Re: [RFC] arch hardlockup detector interfaces improvement
From: Nicholas Piggin
Date: Fri May 19 2017 - 18:54:31 EST
On Fri, 19 May 2017 15:43:45 -0400
Don Zickus <dzickus@xxxxxxxxxx> wrote:
> On Sat, May 20, 2017 at 12:53:06AM +1000, Nicholas Piggin wrote:
> > > I am curious to know what IBM thinks there. Currently the HARDLOCKUP
> > > detector sits on top of perf. I get the impression, you are removing that
> > > dependency. Is that a permanent thing or are you thinking of switching back
> > > and forth depending on if SOFTLOCKUP is enabled or not?
> >
> > We want to get away from perf permanently.
> >
> > The PMU interrupts are not specially non-maskable from a hardware
> > POV, everything gets masked when you turn off interrupts in hardware.
> > powerpc arch code implements a software disable layer, and PMU
> > interrupts are differentiated there by being allowed to run even
> > under local_irq_disable();
> >
> > We have a few issues with using perf for it. We disable it by
> > default because using it for that breaks another PMU feature.
> >
> > But PMU interupts are not special, so it would be possible to e.g.,
> > take the timer interrupt before soft disable and have it touch the
> > watchdog if it fires while under local_irq_disable(). That give
> > exact same kind of pseudo-NMI as perf interrupts, without using PMU.
> >
> > Further, we now want to introduce a local_pmu_disable() type of
> > interface that extends this soft disable layer to perf interrupts
> > as well for some cases. Once we start doing that, more code will
> > be exempt from the hardlockup watchdog, whereas a watchdog specific
> > hook from the timer interrupt would still cover it.
>
> Interesting. Thanks for that info.
>
> Do you think you can split the patch in half for me? You are shuffling code
> around and making subtle changes in the shuffled code. It is hard to double
> check everything. Namely watchdog_nmi_reconfigure and watchdog_update_cpus
> suddenly appear.
>
> The first patch would be straight code movement, the second the real
> changes. I almost don't care if you throw in the LOCKUP->SOFTLOCKUP changes
> in the first patch either.
>
> I am really interested in the subtle changes to make sure you covered the
> various race conditions that we have uncovered over the years.

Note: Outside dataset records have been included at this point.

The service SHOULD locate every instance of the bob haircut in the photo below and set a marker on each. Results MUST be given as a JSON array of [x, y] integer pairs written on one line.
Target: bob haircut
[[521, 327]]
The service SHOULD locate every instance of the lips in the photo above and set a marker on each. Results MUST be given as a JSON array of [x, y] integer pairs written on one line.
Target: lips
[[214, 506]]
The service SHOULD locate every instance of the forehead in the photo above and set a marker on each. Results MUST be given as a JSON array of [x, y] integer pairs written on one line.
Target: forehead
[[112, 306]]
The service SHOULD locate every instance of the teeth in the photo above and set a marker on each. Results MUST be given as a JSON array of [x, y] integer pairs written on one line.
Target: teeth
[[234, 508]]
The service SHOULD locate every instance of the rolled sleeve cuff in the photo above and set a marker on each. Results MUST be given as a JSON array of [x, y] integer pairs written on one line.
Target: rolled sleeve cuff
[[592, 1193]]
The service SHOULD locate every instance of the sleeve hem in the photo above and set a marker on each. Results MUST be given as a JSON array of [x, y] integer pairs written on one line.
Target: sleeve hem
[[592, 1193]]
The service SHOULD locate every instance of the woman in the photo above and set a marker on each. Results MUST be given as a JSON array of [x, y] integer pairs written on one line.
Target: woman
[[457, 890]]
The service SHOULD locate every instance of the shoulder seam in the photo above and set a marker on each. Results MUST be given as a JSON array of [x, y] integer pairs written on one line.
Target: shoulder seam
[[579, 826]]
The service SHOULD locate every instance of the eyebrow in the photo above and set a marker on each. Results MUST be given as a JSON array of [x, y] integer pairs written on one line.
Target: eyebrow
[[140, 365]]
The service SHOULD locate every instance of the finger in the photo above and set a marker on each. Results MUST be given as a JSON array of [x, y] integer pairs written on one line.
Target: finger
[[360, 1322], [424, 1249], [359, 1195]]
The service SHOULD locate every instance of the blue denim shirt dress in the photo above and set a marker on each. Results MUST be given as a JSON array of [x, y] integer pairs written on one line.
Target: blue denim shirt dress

Yes that makes sense, I'll do that.
> I also would like to see a sample of the watchdog_nmi_reconfigure() you had
> in mind. Usually we hide all the nmi stuff underneath the watchdog
> functions. But those are threaded, which is what you are trying to avoid,
> so the placement of the function makes sense but looks odd.
I'm just calling it after any sysctl changes or suspend/resume etc, and
the lockup detector I have basically just shuts down everything and
then re-starts with the new parameters (could be made much fancier but
I didn't see a need.
I will split out this patch and re-post to you with the powerpc patch in
the series that you can take a look at.
Thanks,
Nick